Amal, whose name means "hope", is now planning to appeal in front of the Israeli Supreme Court, although she has little hope she will be able to remain in her home.
When asked about her reaction upon receiving the latest evacuation order, she said she "screamed at the top of my lungs".
"But who listens to the voice of the oppressed in Jerusalem?" she added. "I had no choice but to calm down for the sake of my granddaughters, who were crying uncontrollably."
Eight-year-old Hala sits by her grandmother, on the lookout for tears, resting her head on Amal's chest as she listens to the story of her family's ordeal.
The family's experience has robbed Hala of much of her childhood innocence.
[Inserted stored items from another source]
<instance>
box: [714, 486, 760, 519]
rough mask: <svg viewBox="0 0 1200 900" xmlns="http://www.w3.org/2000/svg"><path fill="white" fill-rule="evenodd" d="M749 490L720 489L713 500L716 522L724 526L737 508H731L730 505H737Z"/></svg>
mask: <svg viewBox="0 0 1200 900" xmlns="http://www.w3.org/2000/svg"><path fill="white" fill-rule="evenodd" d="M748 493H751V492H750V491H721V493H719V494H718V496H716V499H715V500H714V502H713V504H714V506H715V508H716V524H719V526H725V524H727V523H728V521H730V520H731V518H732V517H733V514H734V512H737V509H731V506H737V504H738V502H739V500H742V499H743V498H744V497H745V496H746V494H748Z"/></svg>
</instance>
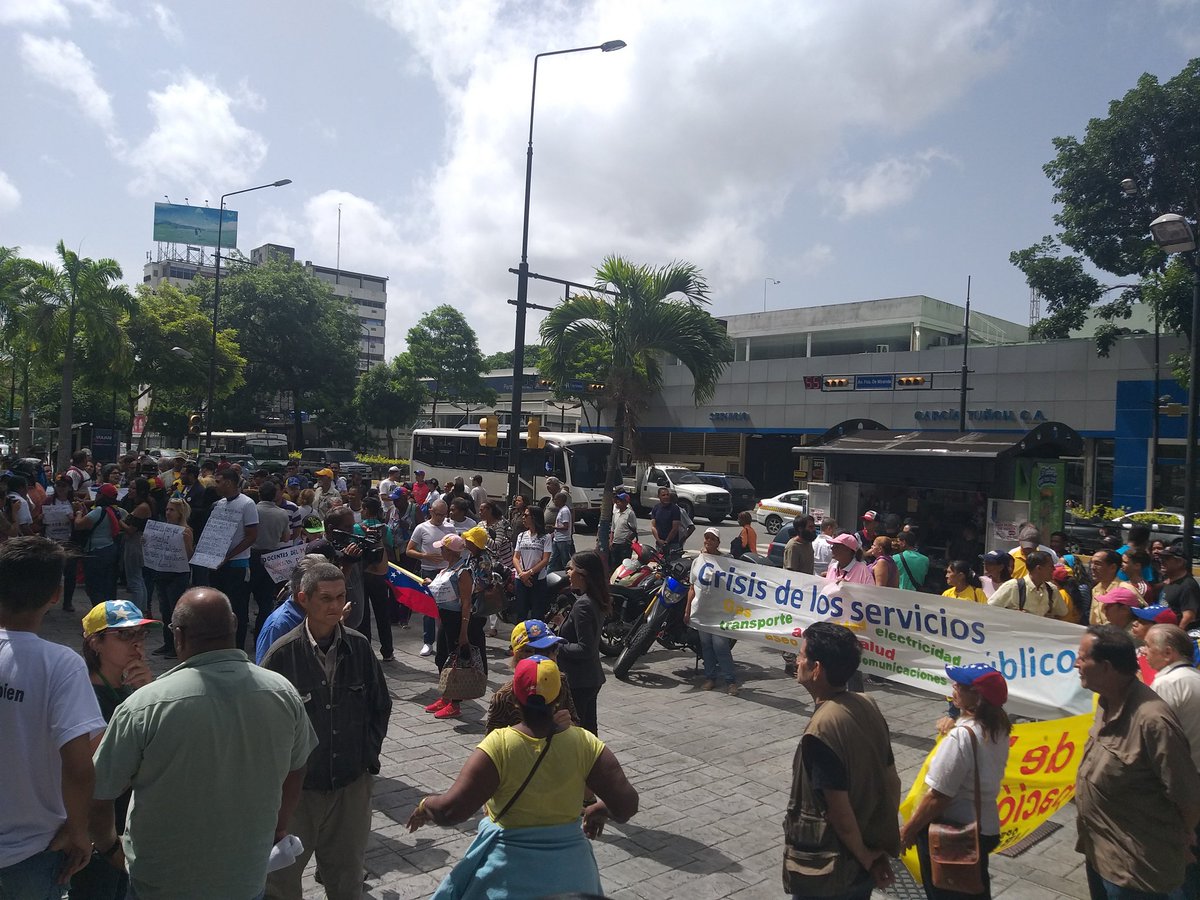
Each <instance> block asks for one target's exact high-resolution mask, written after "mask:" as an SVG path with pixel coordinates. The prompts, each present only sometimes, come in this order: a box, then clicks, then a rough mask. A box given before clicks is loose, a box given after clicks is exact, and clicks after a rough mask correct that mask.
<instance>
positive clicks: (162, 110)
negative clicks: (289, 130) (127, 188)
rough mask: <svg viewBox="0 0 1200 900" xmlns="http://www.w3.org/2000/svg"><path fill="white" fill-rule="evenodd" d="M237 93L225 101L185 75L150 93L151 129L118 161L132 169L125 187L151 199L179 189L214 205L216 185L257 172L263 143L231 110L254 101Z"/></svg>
mask: <svg viewBox="0 0 1200 900" xmlns="http://www.w3.org/2000/svg"><path fill="white" fill-rule="evenodd" d="M239 94H240V95H242V96H240V97H234V96H230V95H229V94H226V92H224V91H223V90H221V88H218V86H217V85H216V84H215V83H212V82H208V80H204V79H202V78H198V77H196V76H193V74H188V73H185V74H184V76H182V77H181V78H180V80H176V82H173V83H172V84H168V85H167V86H166V88H163V89H162V90H161V91H150V102H149V108H150V113H151V115H152V116H154V122H155V125H154V128H152V130H151V132H150V134H148V136H146V138H145V140H143V142H142V143H140V144H138V145H137V146H134V148H132V149H131V150H130V151H128V152H127V154H125V157H124V158H125V162H127V163H128V164H130V166H132V167H133V168H134V169H137V175H136V176H134V179H133V181H132V182H131V185H130V188H131V190H132V191H134V192H136V193H152V194H160V193H162V192H163V191H164V190H170V188H175V190H181V188H182V190H187V191H190V192H191V194H192V197H205V196H208V197H209V198H210V199H214V200H215V199H216V197H217V196H218V194H220V191H218V190H217V188H218V186H227V185H236V184H240V182H241V181H242V180H245V179H246V178H248V176H251V175H252V174H253V173H254V172H257V170H258V167H259V166H260V164H262V163H263V160H264V158H265V157H266V140H265V139H264V138H263V136H262V134H259V133H258V132H257V131H253V130H252V128H248V127H246V126H245V125H241V124H240V122H239V121H238V120H236V118H235V116H234V110H235V108H236V107H239V106H242V104H244V101H245V100H247V98H248V97H250V96H254V95H247V94H246V91H242V90H240V91H239ZM256 102H260V101H257V97H256Z"/></svg>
"They want to take over the house, which I hope will never happen because our house is close to my school and to the Al-Aqsa Mosque in the Old City where I go to learn and pray," the girl told MEE. "Our house is ours and no one is allowed to steal it from us."
'Until the last breath'
Hala's father, Alaa Sumarin, has been busy handling enquiries from legal organisations and news outlets seeking to document the family's struggle.
He says his children's experience is not so different from his own in the 1990s, growing up amid constant tension because of the settlement organisations’ attempts to claim the house.
"Settlers are surrounding us right and left, and we had to live with their daily harassment. My childhood was not quiet and neither is my children's," he said.
In addition to settler harassment, excavation work done by Israeli authorities underneath Silwan have deprived the Sumarins of sleep for many years.
Despite their suffering, the Sumarins refuse to give up on their home. With the Al-Aqsa Mosque so close, they say they feel as if they are living in a sacred place, and that they won’t concede - regardless of the circumstances.
"Our ordeal is a difficult one, and hope is very dim because the Israeli government is standing behind the settlers, whereas we are fighting this battle alone," Alaa said. "Notwithstanding the financial burden that we are bound to go through, we are determined, more than ever, to keep and maintain our historical rights in our house until the last breath."